Honneur à qui s’insurge contre un tel état de choses et réclame ses droits d’humain à ceux qui ne comprennent pas leurs devoirs, et sont incapables d’user dignement de leurs droits ! Il faut citer à ce propos le rare et magnifique exemple, signalé par l’Aurore, d’un patron, M. Hills, constructeur de navires, qui prête six millions aux grévistes (sans intérêt) pour soutenir leur grève ! Il va sans dire que celui-ci n’est pas de l’association patronale et concède la journée de huit heures à ses ouvriers. Tant d’originalité ne se verra-t-elle jamais qu’en Angleterre ? Espérons !
Réveillés d’un long sommeil par les révélations de la Révolution de 89 — ne disons plus française, mais humaine, car elle fut humaine avant tout — les ouvriers veulent devenir hommes, maîtres d’eux-mêmes, s’élever à la vie supérieure de l’humanité. Ils y apporteront des inspirations plus robustes et plus vraies que celles de la bourgeoisie ; car il n’y aura plus de classe inférieure, et c’est une vie nouvelle qui s’ouvrira, non pas seulement pour eux, mais pour notre race entière.
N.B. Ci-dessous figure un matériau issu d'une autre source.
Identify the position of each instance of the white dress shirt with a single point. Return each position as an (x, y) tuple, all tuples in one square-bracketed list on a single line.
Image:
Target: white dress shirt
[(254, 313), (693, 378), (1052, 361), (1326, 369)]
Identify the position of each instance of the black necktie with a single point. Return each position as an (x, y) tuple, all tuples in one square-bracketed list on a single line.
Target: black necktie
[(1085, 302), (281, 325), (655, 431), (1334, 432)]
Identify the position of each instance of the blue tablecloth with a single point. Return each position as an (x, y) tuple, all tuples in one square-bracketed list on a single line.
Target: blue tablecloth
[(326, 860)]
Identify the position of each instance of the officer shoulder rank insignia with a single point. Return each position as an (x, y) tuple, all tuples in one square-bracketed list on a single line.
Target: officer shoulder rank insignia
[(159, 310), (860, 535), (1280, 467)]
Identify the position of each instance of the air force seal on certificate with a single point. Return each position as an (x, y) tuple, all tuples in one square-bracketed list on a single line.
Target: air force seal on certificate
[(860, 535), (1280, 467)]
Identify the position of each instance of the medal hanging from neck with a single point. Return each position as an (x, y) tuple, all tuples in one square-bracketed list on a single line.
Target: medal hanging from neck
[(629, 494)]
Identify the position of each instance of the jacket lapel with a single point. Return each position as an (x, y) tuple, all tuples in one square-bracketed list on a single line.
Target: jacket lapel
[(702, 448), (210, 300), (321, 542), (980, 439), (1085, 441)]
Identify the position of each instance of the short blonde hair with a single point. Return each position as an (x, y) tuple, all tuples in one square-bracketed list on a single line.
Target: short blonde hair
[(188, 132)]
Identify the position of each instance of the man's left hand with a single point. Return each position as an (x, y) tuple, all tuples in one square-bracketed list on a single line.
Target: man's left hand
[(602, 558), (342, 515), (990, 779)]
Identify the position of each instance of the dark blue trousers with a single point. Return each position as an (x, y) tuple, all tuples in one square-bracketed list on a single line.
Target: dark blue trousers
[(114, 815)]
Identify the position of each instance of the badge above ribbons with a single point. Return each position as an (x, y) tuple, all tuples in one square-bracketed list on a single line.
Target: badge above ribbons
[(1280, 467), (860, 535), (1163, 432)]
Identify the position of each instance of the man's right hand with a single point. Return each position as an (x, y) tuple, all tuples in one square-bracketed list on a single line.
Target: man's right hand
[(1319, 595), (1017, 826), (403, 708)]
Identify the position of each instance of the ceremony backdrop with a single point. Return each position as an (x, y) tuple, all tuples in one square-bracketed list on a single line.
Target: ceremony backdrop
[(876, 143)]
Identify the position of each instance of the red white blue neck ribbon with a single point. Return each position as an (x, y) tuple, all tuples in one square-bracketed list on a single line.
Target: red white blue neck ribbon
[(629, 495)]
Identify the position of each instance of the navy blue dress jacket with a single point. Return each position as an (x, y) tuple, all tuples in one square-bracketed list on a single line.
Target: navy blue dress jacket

Aujourd’hui, nous vivons, tous tant que nous sommes, d’une vie factice, emprisonnée dans les langes de la barbarie primitive, égoïste, vaniteuse et avilissante. Ignorants des solidarités qui nous étreignent, nous subissons, sans savoir, d’où il vient, le mal que nous infligeons à d’autres. Combien parmi nous, protagonistes de la libre pensée, souffrent de l’abaissement moral où nous vivons, de l’objection, des crimes du pouvoir qui nous représente, et ne se disent pas que nous ayons une part méritée dans ces hontes et ces tristesses par notre indifférence relative pour l’ignorance et les maux du peuple ? Aidons de toutes nos forces l’ouvrier à s’affranchir ! Cherchons par tous les moyens à éclairer le paysan, à élever sa pensée ! Combattons la lèpre infectieuse de ce qu’on appelle les hautes classes ; abdiquons l’amour de l’or pour l’amour de l’humanité : nous aurons travaillé pour nous-mêmes et pour nos descendants.
La grève est un moyen redoutable pour le travailleur sans pain assuré. Et, cependant, il n’en a pas d’autre, vu les combinaisons savantes de l’organisation sociale actuelle. Il faut donc soutenir la grève ; car la chaîne qui lie le peuple aux capitalistes, c’est la faim. Il faut que le prolétariat, aujourd’hui, étroitement uni, s’obstinant dans sa force, la force du nombre, mette les patrons en mesure de choisir entre une concession relative et la ruine complète de leur industrie.
De même qu’un général habile s’efforce de diviser les troupes de l’ennemi, afin de les battre successivement, de même les patrons, s’adressant à un nombre restreint de prolétaires, dont ils excitent les concurrences et les jalousies, ne peuvent manquer de vaincre. Seul en face de l’usinier, dans les mains duquel brille la pièce d’or, le pauvre affamé et intimidé cède facilement. Mais quand le prolétariat tout entier, uni par son intérêt et par son serment, fera face à une poignée de capitalistes, la force de l’or et celle de l’intrigue se trouveront largement balancées ; et ces millions d’associés, qui la veille, un à un, ne pouvaient que choisir entre la misère et la mort, oseront à leur tour dire à ce millier de spéculateurs oisifs : Que pouvez-vous sans nous ?
Et ils auront raison ! Il peut y avoir des ateliers sans patron, mais non des patrons sans ouvriers.